- Born: January 19, 1925 Bridgeport, Connecticut, USA
- Died: December 11, 2012 (aged 87) Cupertino, California, USA
- Education: Yale University
- Occupations: Engineer, Entrepreneur, Philanthropist
- Known for: Innovations in mass spectrometry; Philanthropy in scientific research and education

= Vincent J Coates =

Engineer and philanthropist

Vincent J. Coates (January 19, 1925 – December 11, 2012) was an American engineer, entrepreneur, and philanthropist known for his contributions to the field of mass spectrometry and his generous support of scientific research and education.

== Early life and education ==
Vincent J. Coates was born on January 19, 1925, in Bridgeport, Connecticut. During World War II, he worked filing machine parts and attended the Bridgeport Engineering Institute. He later achieved the highest score in Connecticut on the Navy's Officer Candidate School exam, which led him to enroll at Yale University at his mother's urging. Coates graduated in 1946 with a Bachelor of Science degree in mechanical engineering.

== Career ==
After a brief service in the Navy, Coates began his professional career at Chance-Vought Aircraft, where he designed a novel hydraulics "fuse" to enhance the flak resistance of the Navy's new carrier jets. In 1948, he joined Perkin-Elmer Corporation, where he worked with Max D. Liston, John U. White, and Van Zandt Williams to develop double-beam infrared spectroscopy technologies. While there, he played a pivotal role in developing the Model 21, an infrared spectrophotometer. His innovative work on accessories like the Prism Interchange Unit expanded the instrument's market potential.
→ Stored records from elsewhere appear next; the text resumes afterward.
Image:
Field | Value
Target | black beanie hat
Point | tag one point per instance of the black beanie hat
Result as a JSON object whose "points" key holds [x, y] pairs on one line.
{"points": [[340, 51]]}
In 1963, Coates co-founded the Coates & Welter Instrument Company, producing the world's first commercial field-emission scanning electron microscopes (FESEMs). His entrepreneurial ventures continued with the founding of Nanometrics Incorporated in 1975, where he served as president and CEO until 1997. Under his leadership, Nanometrics became a leader in metrology equipment for the semiconductor industry.

== Philanthropy ==
Coates established the Vincent J. Coates Foundation in December 2000, focusing on higher education and neurological research, including studies on Alzheimer's disease and diabetes.
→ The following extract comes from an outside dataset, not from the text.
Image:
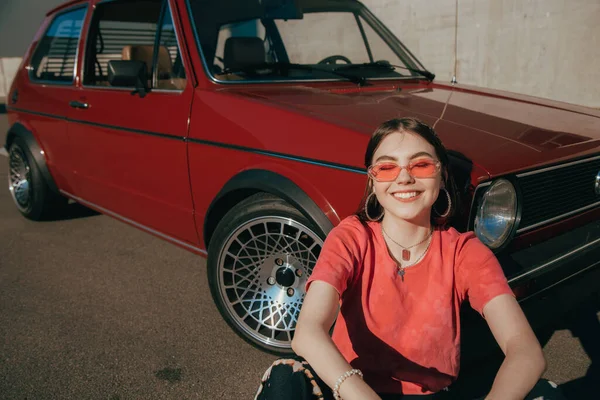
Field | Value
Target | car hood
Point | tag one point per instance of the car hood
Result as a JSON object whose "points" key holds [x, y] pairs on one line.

His notable philanthropic contributions include:

- Vincent J. Coates Proteomics/Mass Spectrometry Laboratory at UC Berkeley: In 2007, Coates' donation led to the establishment of this facility, affiliated with the California Institute for Quantitative Biosciences (QB3), providing advanced proteomics services.
- Vincent Coates Foundation Mass Spectrometry Laboratory at Stanford University: His support facilitated the creation of this multidisciplinary facility, offering state-of-the-art mass spectrometry technologies for research in proteomics, metabolomics, and chemical imaging.
- Vincent Coates Chair in Neurology at Yale University: Coates endowed this chair to support neurological research. Stephen M. Strittmatter, was appointed to this position in 2000.
- Vincent J. Coates Chair in Molecular Neurobiology at the Salk Institute: This endowed chair supports research in molecular neurobiology. Edward Callaway, currently holds this position.
- Vincent and Stella Coates Chair at the University of California: This endowed chair supports research in diabetes. Michael T. McManus (biologist), Ph.D., currently holds this position.

== Legacy ==
Vincent J. Coates' innovations in mass spectrometry and his philanthropic efforts have contributed to advances in scientific research and education.